Most of North Korea’s exports consist of primary products, particularly minerals.  The figure above reproduces North Korean merchandise exports, the International Monetary Fund’s index of metals prices, and the World Bank’s index of the prices of commodities produced by low and middle income countries (LMICs).  The series are highly correlated. In particular, the price series closely trace the run-up in North Korea’s exports since 2009.  But since peaking a couple of years ago, commodity prices have been on a downward trend, and may amount to a “leading indicator” of sorts for the trade data which are only observed with a lag.
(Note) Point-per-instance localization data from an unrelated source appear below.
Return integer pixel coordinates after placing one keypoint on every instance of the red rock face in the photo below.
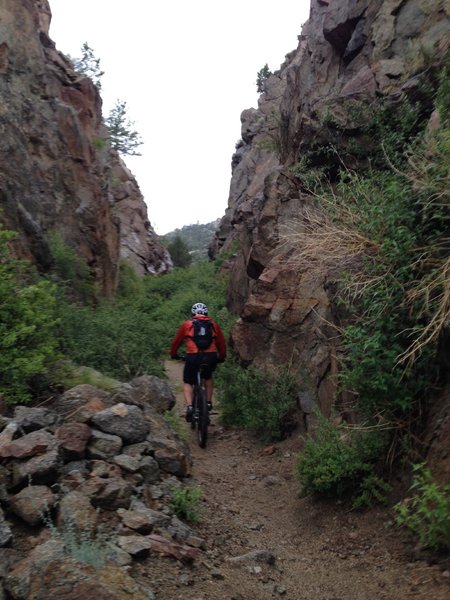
(348, 51)
(56, 174)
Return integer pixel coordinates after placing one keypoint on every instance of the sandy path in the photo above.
(320, 551)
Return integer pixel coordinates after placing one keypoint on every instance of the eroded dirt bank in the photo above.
(264, 542)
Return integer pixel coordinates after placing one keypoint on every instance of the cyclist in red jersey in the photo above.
(215, 352)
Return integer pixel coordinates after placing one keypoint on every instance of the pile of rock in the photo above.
(88, 459)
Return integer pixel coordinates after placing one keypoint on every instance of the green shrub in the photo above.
(28, 341)
(186, 503)
(130, 334)
(427, 513)
(336, 461)
(251, 399)
(373, 490)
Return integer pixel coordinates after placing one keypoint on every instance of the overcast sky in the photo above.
(186, 71)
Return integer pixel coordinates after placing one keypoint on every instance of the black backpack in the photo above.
(203, 333)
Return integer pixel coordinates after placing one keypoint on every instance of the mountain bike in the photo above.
(200, 410)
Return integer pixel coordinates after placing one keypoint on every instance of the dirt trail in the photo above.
(299, 549)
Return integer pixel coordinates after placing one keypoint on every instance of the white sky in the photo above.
(186, 71)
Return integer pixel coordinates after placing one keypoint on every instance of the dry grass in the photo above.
(322, 243)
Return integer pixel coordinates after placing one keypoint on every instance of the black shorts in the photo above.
(193, 362)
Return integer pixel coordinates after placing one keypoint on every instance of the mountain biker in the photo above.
(214, 353)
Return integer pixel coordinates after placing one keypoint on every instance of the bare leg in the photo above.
(209, 386)
(188, 393)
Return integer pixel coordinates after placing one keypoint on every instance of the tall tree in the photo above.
(122, 136)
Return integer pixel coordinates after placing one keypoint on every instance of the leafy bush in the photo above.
(28, 341)
(373, 490)
(186, 503)
(427, 513)
(131, 333)
(256, 401)
(337, 461)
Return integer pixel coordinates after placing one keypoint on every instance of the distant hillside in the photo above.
(197, 237)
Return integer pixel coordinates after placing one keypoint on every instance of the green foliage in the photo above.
(197, 238)
(186, 503)
(89, 65)
(28, 342)
(256, 401)
(336, 461)
(261, 77)
(398, 303)
(373, 490)
(179, 252)
(68, 375)
(130, 334)
(427, 513)
(122, 136)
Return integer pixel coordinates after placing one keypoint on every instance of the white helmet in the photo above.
(199, 309)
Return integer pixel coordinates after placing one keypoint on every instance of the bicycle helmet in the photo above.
(199, 309)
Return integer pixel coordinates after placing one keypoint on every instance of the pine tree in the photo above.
(122, 136)
(89, 65)
(261, 77)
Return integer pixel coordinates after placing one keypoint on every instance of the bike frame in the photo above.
(200, 416)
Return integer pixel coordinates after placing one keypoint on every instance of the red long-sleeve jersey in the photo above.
(184, 336)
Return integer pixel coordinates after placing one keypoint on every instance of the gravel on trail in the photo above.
(263, 541)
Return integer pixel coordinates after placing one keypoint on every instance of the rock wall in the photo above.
(349, 50)
(56, 171)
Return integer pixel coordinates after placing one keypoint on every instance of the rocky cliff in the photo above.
(57, 173)
(350, 51)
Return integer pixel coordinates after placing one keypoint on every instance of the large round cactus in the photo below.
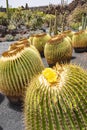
(58, 49)
(19, 43)
(57, 100)
(79, 41)
(68, 33)
(17, 68)
(40, 40)
(31, 39)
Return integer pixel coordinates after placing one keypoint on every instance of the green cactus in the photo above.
(31, 39)
(19, 43)
(39, 42)
(57, 100)
(84, 21)
(55, 24)
(68, 33)
(58, 49)
(79, 41)
(17, 67)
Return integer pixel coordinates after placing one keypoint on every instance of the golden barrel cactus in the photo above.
(79, 41)
(57, 100)
(68, 33)
(58, 49)
(17, 67)
(40, 40)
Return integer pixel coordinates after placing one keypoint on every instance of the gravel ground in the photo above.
(11, 116)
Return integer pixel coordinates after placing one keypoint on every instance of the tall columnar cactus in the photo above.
(50, 27)
(40, 40)
(58, 49)
(7, 8)
(17, 67)
(79, 41)
(57, 100)
(84, 21)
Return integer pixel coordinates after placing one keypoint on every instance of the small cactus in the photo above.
(57, 99)
(17, 67)
(40, 40)
(58, 49)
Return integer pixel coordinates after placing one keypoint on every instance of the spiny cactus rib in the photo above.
(79, 40)
(16, 71)
(60, 105)
(58, 49)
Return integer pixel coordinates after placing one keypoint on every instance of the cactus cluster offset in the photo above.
(17, 68)
(40, 40)
(57, 100)
(58, 49)
(79, 40)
This pattern has worrisome implications for North Korea, suggesting that the country could be vulnerable to a slowing of Chinese and global growth, and a slump in commodity prices. If such were to eventuate (and I am not making any predictions here, simply sketching out a plausible scenario), then the apparent recent gains in the North Korean economy could go into reverse.  A young and relatively inexperienced leader could find himself in a challenging environment without a lot of policy levers at his disposal to cushion the fall.  Indeed, if as some argue North Korea is initiating reforms, the reforms could be associated with or, in the extreme, even blamed for, deteriorating performance.

Kim Jong-un had better hope that Zhou Xiaochuan, Ben Bernanke, and Mario Draghi are good at their jobs.   They may have a bigger impact on his ability to govern than the usual suspects.